Elastic collisions with bodies of equal mass
This is a useful demonstration to help students understand the shape of the tracks when an alpha particle collides with the nucleus of an atom (particularly a helium atom) in a cloud chamber.
Apparatus and materials
Photograph of Alpha particle tracks including a collision with a helium nucleus
Steel balls with hooks, 5 cm diameter, 2
Edinburgh CO2 pucks kit (2 or 3 magnetic pucks and a glass base)
Blu-tak or Velcro
OR CO2 cylinder and dry ice attachment
Flexicam or webcam linked to a projector (OPTIONAL)
Leather gloves and eye protection
Health & Safety and Technical notes
If the pendulums are attached to the ceiling, ensure that an adult is available to hold the step-ladder while another one works at a height.
Remember to wear leather gloves and eye protection when handling dry ice.
You can use either method.
Although the pucks require specialist apparatus and take a bit more setting up, they show the paths of the pucks very clearly in a single plane.
The dry ice provides a cushion of carbon dioxide gas to make the pucks float. You have some dry ice available from cloud chamber experiments.
You could set up a flexicam underneath the pendulums (facing upwards) and project it onto a screen. This will show their motion in the horizontal plane. Similarly, you could set up a flexicam above the pucks to watch their motion.
In either experiment, you could capture short movie clips of collisions. You could use interactive whiteboard software to draw lines over the motion and measure the angles between the paths.
The pucks can also be recorded using multiflash photography (see guidance note Multiflash photography). You will need a (digital) camera with a shutter that can be held open and a bright strobe light.
a Suspend the two massive steel balls from the ceiling to make two very long pendulums.
b Adjust them so that they are at the same height.
c Draw one of the pendulums aside and release it so that it makes an oblique collision with the other stationary ball.
d Draw attention to the directions of the balls after the collision.
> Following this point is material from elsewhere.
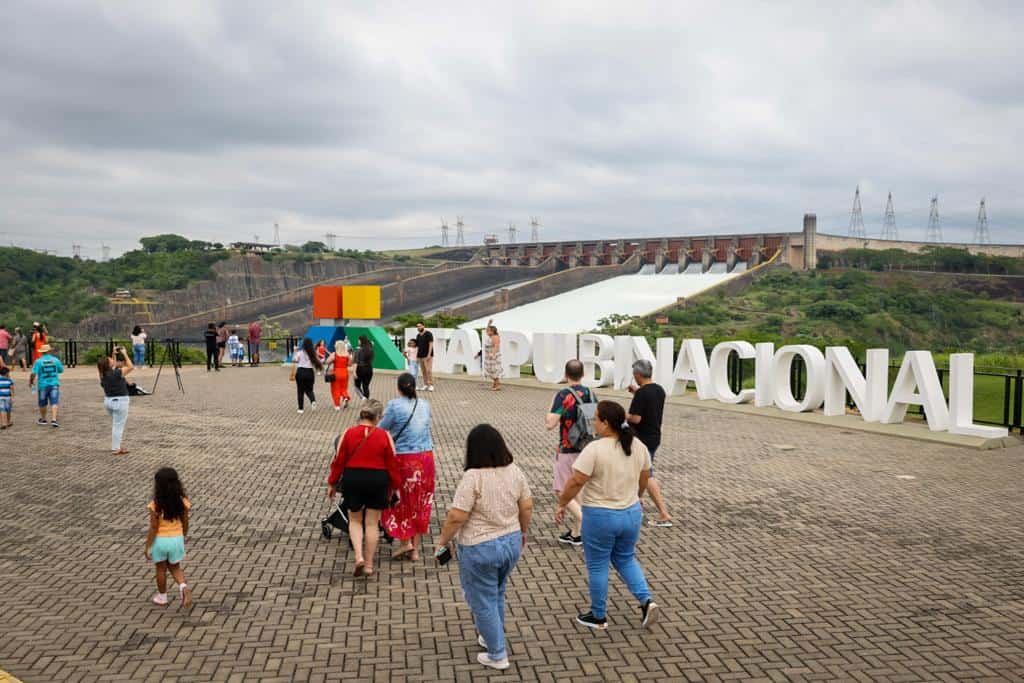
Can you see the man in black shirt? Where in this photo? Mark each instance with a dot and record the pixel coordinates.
(425, 355)
(645, 416)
They should set off at right angles to each other.
e Try a number of collisions with different lines of impact. Show that, although the angles of the paths after the collision change, they are always at right angles to each other.
f Make sure that the glass base is level.
g Put some dry ice in the cavity underneath the pucks. They should float on a cushion of CO2.
h Put one of the pucks in the centre of the base.
i Gently push the other one towards it so that they make an oblique collision. The metal of the pucks should not come in contact – this will make the collision less elastic.
j Draw attention to the motion of the pucks after the collision. When they have equal mass, they should set off at right angles to each other.
k Try a number of collisions with different lines of impact. Show that, although the angles of the paths after the collision change, they are always at right angles to each other.
l Increase the mass of the target puck (by putting another puck on top or by attaching a 500g mass with some Blu-tak or Velcro). Try some more collisions and draw attention to the angle between the paths after the collision.
m Swap the pucks around and use the less massive one as the target. Try some more collisions and draw attention to the angle between the paths each time.
1 When the colliding masses are equal, the angle between the paths after the collision is 90°. You can show this in photographs of a cloud chamber filled with helium gas instead of air (see the photograph Alpha particle tracks including a collision with a helium nucleus). This shows that the alpha particle has the same mass as a helium atom and is evidence that it is itself a helium nucleus.
2 Such forks occur so rarely that there is little chance of seeing one of them unless you have a lot of observing time. Human scanners were employed to find interesting photographs which could then be analyzed. Similar triage processes are now used at CERN. Results are analyzed by software and humans to find interesting events.
3 When the alpha particle collides with a more massive nucleus, like nitrogen (see the photograph Alpha particle tracks including a collision with a massive nucleus), then the angle between the forked tracks is more than a right angle. This is modelled in step l of the pucks experiment.
4 When the alpha particle collides with a less massive nucleus like hydrogen (see the photograph Alpha particle tracks including a collision with a hydrogen nucleus), the angle between the tracks is less than a right angle. This is modelled in step m of the pucks experiment.
5 Advanced students might appreciate a mathematical proof of the right angle result for equal masses. Using the conservation of momentum, you can draw a closed triangle of vectors. Conservation of kinetic energy produces an equation linking the squares of the velocities (before and after). In the special case where the masses are equal, these two equations give a triangle whose longest side squared equals the sum of the squares of the other two sides. This shows that there is a right angle between the two shorter sides. Further analysis is described in Two dimensional momentum interchanges with pucks.